Here is the overall shape of the adjustments (graph right). Note I have highlighted the adjustments that increase the warming trend in the data. There are a lot of very small adjustments, in fact 279 stations have either no adjustment or one that makes only a very minor difference to the slope (-0.01> <0.01 deg C / decade), but there are 78 that have an adjustment of at least 0.05 deg C / decade (0.5 deg C / century). That is more than 10% of all the stations in the Canadian record, and remember we are looking at a GLOBAL increase of only slightly more than this over the last century. Now I know I’m not a climate scientist and perhaps I’m just being stupid, but I really can’t see how or why you can validly make adjustments to data that cause an increase in the warming trend of say 2 degrees C per century [comments please…].
The effects? Well, while Toronto gets an appropriate adjustment for urban growth, others, such as Prince Albert, Saskatchewan, do not. Other stations in Canada seem to suffer this ‘wrong way’ adjustment too, but some of these have already been corrected with the reworking of the data following GISS’ updated nightlights adjustment (more here).

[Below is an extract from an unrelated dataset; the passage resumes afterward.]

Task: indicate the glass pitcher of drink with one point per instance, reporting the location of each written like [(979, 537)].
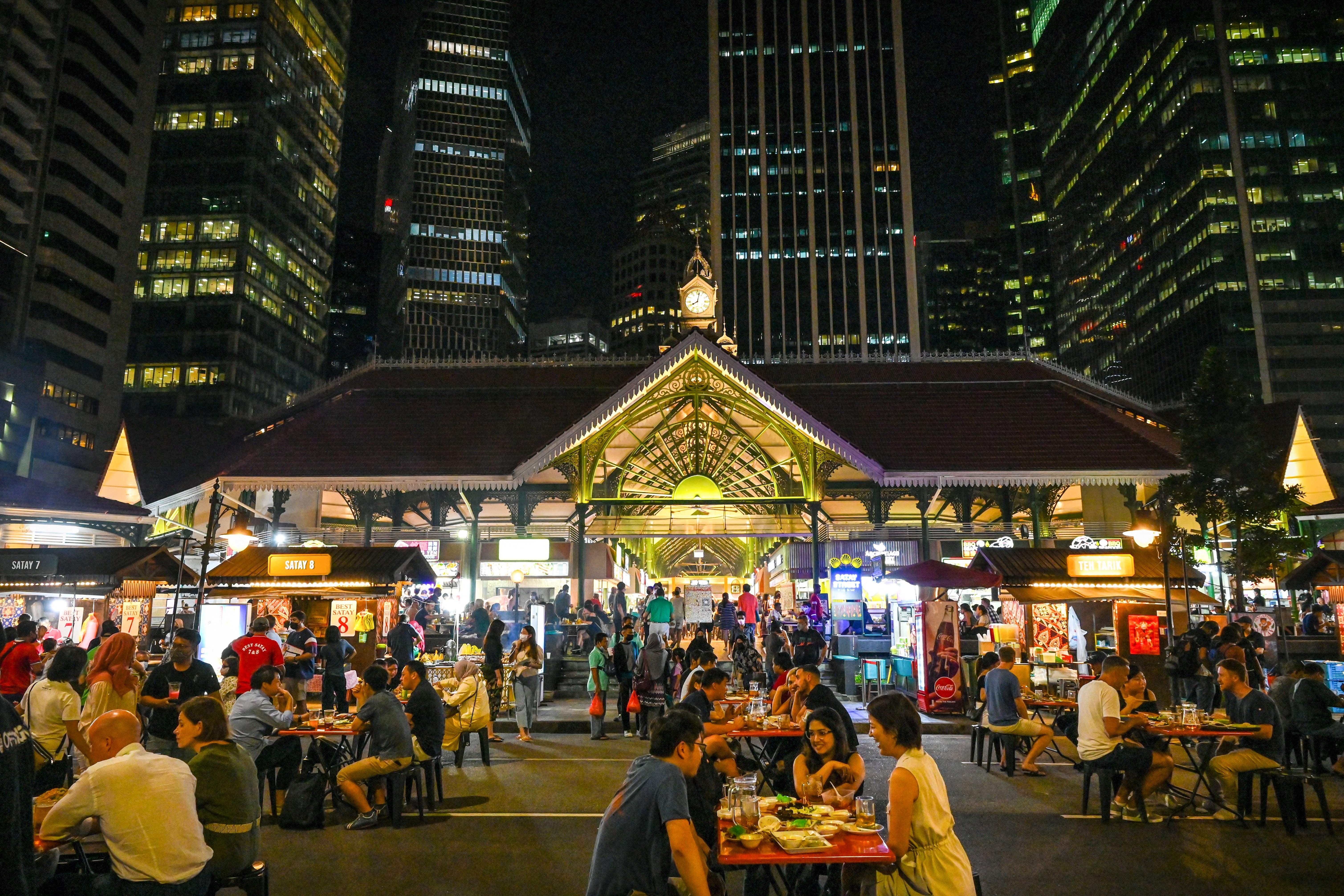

In summary it looks as if the shape of the climate data for Canada differs somewhat from many of the other areas I have looked at (but not yet written about). The ‘oddness’ includes: an overabundance of shortlived stations reporting into the dataset; lots of gaps and missing years, (which I did not cover, yet); quite a lot of wrong-way adjustment; a shifting base of stations with drop-out that reduces the current numbers to less than 5% of all stations. I have started to look at the data that is available from Environment Canada and this will be the focus of Part 2 (when I can get to it).